Contudo, a filosofia Escolástica reconhece, pois, um limite à razão: a doutrina revelada. E esta é, por bem dizer, a autoridade suprema. De modo que podemos já aqui entender a razão como dom natural do homem dado por Deus. Por isso quando o homem pensa é ele quem pensa e não Deus, diga-se de passagem também, que quando o homem crer é ele próprio quem acredita e não Deus que crer no homem, mais o homem que confia (crer) em Deus.

Com relação à compreensão da verdade revelada podemos entender que o dom está na revelação, isto é, o fato de Deus ter revelado o homem ao homem, e ter entrado na história. Assim, a fé abre o horizonte de uma realidade meta histórica que não pode ser conhecida pela razão pura e simplesmente, senão que pela revelação. A fé tem consigo o conteúdo da revelação. Aqui podemos dizer com São Tomás de Aquino que a fé pressupõe o conhecimento natural da mesma forma como a natureza pressupõe a graça (S. Th., I, q. 2, a 2 ad 1). Por isso a doutrina da fé, partindo de Deus, que se revela aos homens, é mais perfeita que qualquer outra ciência, pois parte de princípios mais elevados.
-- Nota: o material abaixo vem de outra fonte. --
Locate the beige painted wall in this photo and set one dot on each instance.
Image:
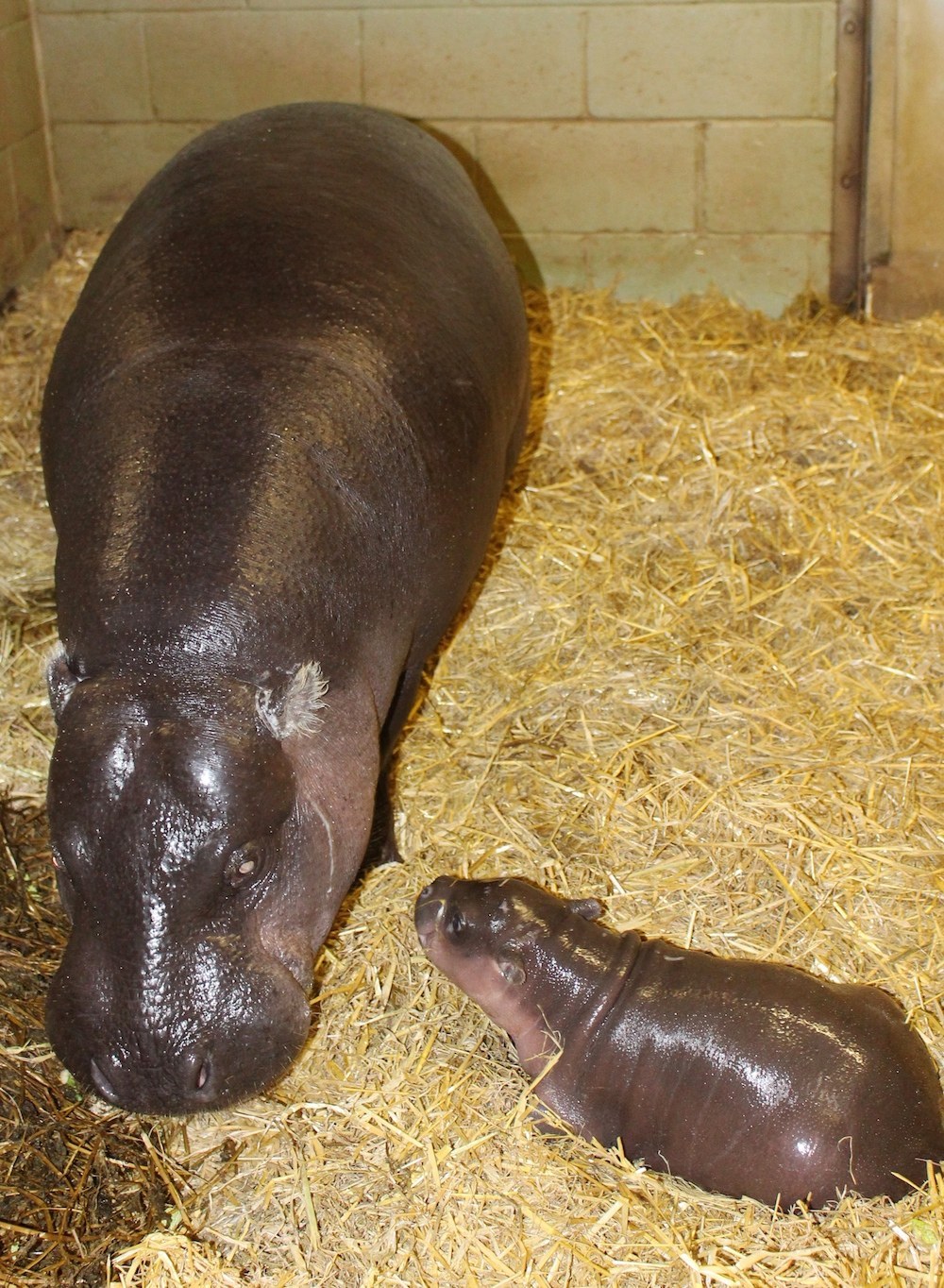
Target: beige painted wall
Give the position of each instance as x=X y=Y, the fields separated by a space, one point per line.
x=27 y=219
x=657 y=145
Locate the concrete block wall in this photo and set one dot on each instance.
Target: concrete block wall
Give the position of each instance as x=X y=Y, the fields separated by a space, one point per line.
x=660 y=145
x=28 y=225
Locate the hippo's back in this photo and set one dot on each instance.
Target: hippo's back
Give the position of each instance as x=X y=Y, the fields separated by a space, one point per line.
x=304 y=325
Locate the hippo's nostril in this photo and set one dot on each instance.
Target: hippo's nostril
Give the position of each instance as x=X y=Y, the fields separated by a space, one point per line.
x=102 y=1085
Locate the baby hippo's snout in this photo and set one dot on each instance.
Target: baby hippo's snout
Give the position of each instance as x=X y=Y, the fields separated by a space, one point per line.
x=430 y=907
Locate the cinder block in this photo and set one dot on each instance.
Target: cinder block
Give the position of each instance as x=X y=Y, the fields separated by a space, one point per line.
x=10 y=244
x=20 y=89
x=476 y=62
x=209 y=66
x=550 y=259
x=763 y=272
x=124 y=6
x=459 y=137
x=769 y=177
x=591 y=176
x=710 y=59
x=11 y=10
x=101 y=168
x=35 y=212
x=94 y=67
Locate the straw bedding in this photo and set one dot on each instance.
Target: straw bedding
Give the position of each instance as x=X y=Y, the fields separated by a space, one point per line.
x=702 y=679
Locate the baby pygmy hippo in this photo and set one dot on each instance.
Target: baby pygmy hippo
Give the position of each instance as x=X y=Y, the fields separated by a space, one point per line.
x=746 y=1076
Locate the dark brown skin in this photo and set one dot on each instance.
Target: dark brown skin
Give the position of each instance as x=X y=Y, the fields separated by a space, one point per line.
x=745 y=1076
x=275 y=435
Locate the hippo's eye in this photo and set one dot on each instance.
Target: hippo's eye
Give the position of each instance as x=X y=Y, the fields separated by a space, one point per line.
x=244 y=866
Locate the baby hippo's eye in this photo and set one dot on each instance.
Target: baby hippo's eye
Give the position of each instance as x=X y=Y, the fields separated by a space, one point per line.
x=456 y=923
x=244 y=866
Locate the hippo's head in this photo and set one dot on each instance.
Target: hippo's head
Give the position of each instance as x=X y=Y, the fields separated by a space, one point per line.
x=504 y=943
x=200 y=887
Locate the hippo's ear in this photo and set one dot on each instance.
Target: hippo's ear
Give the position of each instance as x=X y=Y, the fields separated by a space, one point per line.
x=295 y=708
x=60 y=680
x=587 y=908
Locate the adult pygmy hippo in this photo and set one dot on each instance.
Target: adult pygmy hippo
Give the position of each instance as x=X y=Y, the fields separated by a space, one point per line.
x=275 y=435
x=745 y=1076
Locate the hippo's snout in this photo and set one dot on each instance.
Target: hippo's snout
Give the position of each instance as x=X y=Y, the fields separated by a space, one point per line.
x=191 y=1083
x=430 y=907
x=202 y=1044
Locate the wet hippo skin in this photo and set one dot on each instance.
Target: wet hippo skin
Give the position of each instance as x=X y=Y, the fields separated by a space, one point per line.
x=275 y=435
x=745 y=1076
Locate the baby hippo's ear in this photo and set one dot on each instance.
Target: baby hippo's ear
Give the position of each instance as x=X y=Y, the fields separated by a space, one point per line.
x=587 y=908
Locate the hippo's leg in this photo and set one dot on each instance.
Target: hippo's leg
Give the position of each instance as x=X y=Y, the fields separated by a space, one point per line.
x=382 y=844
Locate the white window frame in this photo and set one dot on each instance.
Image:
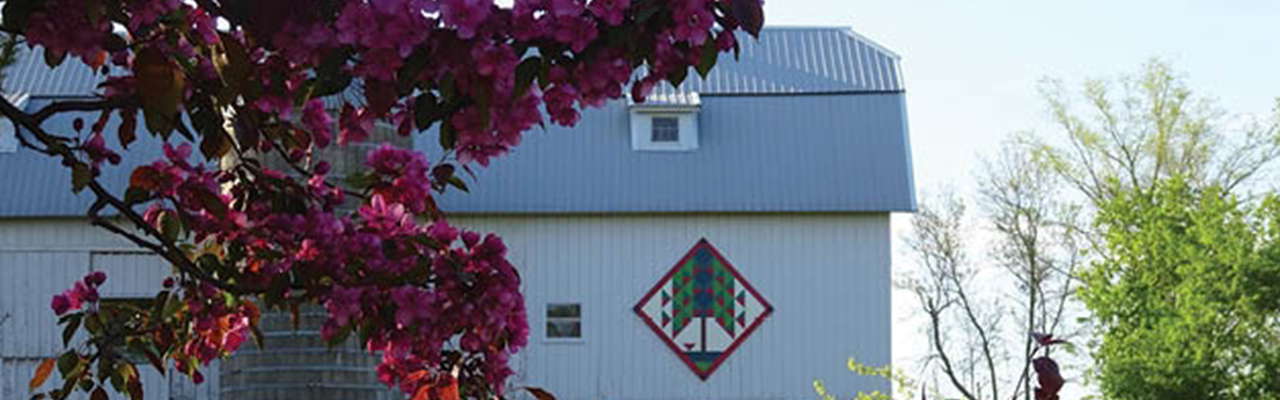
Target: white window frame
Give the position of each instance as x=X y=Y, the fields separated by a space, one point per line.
x=641 y=128
x=8 y=130
x=548 y=319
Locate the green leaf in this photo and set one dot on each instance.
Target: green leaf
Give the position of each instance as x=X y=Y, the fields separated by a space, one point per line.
x=526 y=72
x=341 y=336
x=54 y=59
x=330 y=80
x=72 y=326
x=68 y=362
x=426 y=110
x=161 y=86
x=135 y=195
x=448 y=135
x=81 y=176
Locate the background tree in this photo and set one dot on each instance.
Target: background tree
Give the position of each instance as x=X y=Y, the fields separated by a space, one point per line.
x=1174 y=275
x=1187 y=300
x=243 y=78
x=1138 y=130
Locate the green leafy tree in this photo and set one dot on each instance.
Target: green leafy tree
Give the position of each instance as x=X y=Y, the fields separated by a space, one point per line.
x=1187 y=298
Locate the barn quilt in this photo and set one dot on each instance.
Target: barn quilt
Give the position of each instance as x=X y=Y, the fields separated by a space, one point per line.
x=703 y=309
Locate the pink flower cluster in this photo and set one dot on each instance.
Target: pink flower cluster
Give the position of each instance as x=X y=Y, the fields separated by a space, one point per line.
x=481 y=72
x=83 y=292
x=218 y=328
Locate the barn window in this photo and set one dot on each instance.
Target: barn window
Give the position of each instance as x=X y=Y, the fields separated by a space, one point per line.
x=666 y=130
x=565 y=321
x=666 y=123
x=8 y=131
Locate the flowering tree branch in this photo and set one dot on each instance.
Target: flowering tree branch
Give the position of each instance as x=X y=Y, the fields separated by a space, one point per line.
x=241 y=77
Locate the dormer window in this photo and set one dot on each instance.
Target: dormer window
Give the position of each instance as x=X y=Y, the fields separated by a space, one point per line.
x=666 y=123
x=8 y=133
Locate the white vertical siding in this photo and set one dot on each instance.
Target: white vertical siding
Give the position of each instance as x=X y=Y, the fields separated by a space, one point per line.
x=40 y=258
x=826 y=275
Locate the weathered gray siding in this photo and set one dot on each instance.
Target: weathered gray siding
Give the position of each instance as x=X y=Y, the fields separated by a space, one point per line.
x=40 y=258
x=803 y=153
x=826 y=275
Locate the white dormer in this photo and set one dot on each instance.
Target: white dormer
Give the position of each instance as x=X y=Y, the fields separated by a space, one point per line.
x=8 y=136
x=666 y=123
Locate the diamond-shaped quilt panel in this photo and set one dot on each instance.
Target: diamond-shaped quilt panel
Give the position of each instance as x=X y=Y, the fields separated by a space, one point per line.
x=703 y=309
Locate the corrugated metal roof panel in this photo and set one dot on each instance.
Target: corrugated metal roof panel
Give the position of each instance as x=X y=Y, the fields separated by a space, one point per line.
x=796 y=153
x=35 y=185
x=810 y=119
x=30 y=75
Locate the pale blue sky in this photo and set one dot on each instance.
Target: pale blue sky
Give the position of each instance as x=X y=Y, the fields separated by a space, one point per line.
x=972 y=71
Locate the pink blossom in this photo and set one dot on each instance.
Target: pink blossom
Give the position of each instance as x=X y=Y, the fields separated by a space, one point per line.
x=576 y=31
x=609 y=10
x=567 y=8
x=316 y=119
x=693 y=21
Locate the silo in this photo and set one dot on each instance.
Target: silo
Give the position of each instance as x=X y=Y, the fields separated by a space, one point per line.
x=297 y=363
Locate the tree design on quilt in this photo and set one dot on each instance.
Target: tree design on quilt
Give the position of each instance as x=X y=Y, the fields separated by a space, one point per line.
x=703 y=309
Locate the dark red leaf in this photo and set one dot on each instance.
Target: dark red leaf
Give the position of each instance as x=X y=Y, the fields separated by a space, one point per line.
x=1046 y=339
x=750 y=16
x=41 y=373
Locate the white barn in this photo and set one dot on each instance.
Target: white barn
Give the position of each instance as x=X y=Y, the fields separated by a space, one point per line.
x=728 y=239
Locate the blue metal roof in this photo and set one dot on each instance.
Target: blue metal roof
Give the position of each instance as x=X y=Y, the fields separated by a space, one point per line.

Em suma, o Aquinate entende a relação entre a graça e a natureza de maneira hierárquica, presumindo o conhecimento pela fé, o conhecimento natural como a perfeição pressupõe o capaz da perfeição. A teologia deve servir-se da razão humana: “A graça não destrói a natureza, mas a aperfeiçoa” (S. Th., I, q. 1 a. 8 ad 2).
A doutrina de Tomás de Aquino sobre as relações entre fé e razão pode resumir-se nas seguintes proposições:

1º) Fé e razão são modos diferentes de conhecer (S. Th. 1, q. 1, a 2).

2º) Fé e razão, filosofia e teologia, não se podem contradizer porque Deus é o autor comum de ambas.

3º) Embora a razão seja suficiente para conhecer as verdades fundamentais de ordem natural e seja autônoma no estudo das coisas naturais, é incapaz por si só, de penetrar os mistérios de Deus.

4º) Conclui-se que a razão pode prestar um grande serviço à fé, seja para demonstrar aquelas coisas que são preâmbulos da fé, seja para ilustrar, por meio de semelhanças e dissemelhanças, as coisas que pertencem à fé, ou ainda seja, enfim, para opor-se às coisas que são ditas contra a fé.